Motorola's Q4 and full year 2007 results show continuing gloom in the handset division, more than offsetting improving performance in other parts of the company.

Company sales for the quarter were $9.65 bn (6.6 bn) for the quarter, up 9% sequentially but down 18% over the year. Gross margin was down 2 percentage points sequentially to 26%, but flat over the year. Operating loss widened to $-190k (130 k) from $-100k (70 k) in Q3 and a profit of $753m (515 m) a year earlier.

For the full year, sales were $36.6bn ($25bn) down from $42.8bn ($29.3bn) in 2006.  Gross margin fell by 3 percentage points to 27% and operating earnings were $-550 m ($-376 m) down from $4.09 bn (2.8 bn) in 2006.

Motorola shipped 40.9 m handsets in Q4.  Average sale price fell $3 (2) to $118 (81), bringing sales of $4.8 bn (3.28 bn), down 38% year on year.
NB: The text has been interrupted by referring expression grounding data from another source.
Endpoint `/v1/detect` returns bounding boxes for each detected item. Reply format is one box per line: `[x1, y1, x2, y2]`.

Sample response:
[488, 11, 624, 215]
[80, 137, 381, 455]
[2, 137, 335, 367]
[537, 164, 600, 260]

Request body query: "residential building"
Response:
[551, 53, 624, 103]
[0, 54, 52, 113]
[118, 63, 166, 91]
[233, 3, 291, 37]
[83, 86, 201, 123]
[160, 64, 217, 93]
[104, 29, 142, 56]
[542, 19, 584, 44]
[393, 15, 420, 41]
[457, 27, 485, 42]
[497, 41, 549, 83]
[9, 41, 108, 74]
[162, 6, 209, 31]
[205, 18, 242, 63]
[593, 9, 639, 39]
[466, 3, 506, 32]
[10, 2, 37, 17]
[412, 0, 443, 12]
The division returned an operating loss of $-388 m (265 m)  compared with a profit of 341m (233 m) in Q4 06.

Incoming CEO Greg Brown said that he feels privileged to be CEO of Motorola. He thanked all the staff, suppliers and customers of Motorola and he re-iterated that they are absolutely not satisfied with the current position and are working as hard as possible to fix it. He also expects Motorola to lose further handset market share in Q1 2008 and said the portfolio will be more robust in 2009.
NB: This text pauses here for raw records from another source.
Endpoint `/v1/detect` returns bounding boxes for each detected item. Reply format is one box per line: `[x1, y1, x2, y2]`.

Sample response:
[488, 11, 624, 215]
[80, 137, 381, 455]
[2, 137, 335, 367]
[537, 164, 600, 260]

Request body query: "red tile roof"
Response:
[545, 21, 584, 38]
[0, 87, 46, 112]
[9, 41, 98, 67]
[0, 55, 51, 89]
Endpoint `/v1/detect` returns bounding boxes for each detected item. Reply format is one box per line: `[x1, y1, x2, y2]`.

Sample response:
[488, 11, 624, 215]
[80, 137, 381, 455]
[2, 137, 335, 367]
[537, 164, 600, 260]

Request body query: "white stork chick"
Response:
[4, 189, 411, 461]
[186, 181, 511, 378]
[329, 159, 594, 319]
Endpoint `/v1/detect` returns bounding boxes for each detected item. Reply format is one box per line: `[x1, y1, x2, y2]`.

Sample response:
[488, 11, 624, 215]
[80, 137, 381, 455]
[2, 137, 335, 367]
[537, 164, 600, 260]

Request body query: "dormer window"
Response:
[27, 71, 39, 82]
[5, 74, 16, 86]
As we said after the Q3 results, if there is no significant movement on the handset portfolio, the improvement we saw in Q3 would be a dead-cat bounce. That's what we have in these results and what is horrifying is the lack of optimism.  This suggests that there was not enough useful new product in Motorola's cupboard (possibly some products in the pipeline have been cancelled) and Ed Zander's mid-2007 recovery bet has gone wrong.

The handset volumes are well below Motorola's normal seasonal pattern.  Greg Brown pointed to heavy competition, gaps in the portfolio (3G, China and other emerging markets), new product development being late and weakening demand for existing products (KRZR, RAZR2). On the latter, it's not clear if this was driven by US consumer conditions.
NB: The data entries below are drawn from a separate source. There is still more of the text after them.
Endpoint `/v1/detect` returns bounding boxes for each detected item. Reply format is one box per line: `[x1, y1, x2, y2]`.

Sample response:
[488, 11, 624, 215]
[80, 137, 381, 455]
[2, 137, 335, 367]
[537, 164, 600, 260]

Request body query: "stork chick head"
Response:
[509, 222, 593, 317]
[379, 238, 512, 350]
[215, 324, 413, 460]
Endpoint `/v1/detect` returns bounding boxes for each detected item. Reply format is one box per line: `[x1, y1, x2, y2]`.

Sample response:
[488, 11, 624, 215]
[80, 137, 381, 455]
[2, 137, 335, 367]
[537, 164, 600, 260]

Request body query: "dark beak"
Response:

In Q3 07 Motorola launched a slew of new low-end models and these started shipping in Q4. Their volumes changed the mix and took the ASP down, but new products require a marketing push so costs rose and volume gains were not enough to lift profitability. Average operating loss per phone dropped from $-4.83 (-3.3) to $-6.55 (-4.48).

Motorola has quietly changed tack.  Rather than talking up refreshes of existing products, the company is now clear that it is working on new software and hardware platforms and that these will enable a whole new portfolio.  A key part of this is a new deal with Qualcomm for 3G chipsets, announced yesterday. The first products from this approach will ship in 2008, but the portfolio will only be robust in 2009. Given Motorola's heavy dependence on the US market and the likelihood of recession there, this leaves 2008 looking grim.

Meantime there is heavy focus on managing costs and - to its credit - many operating metrics are improving in all divisions.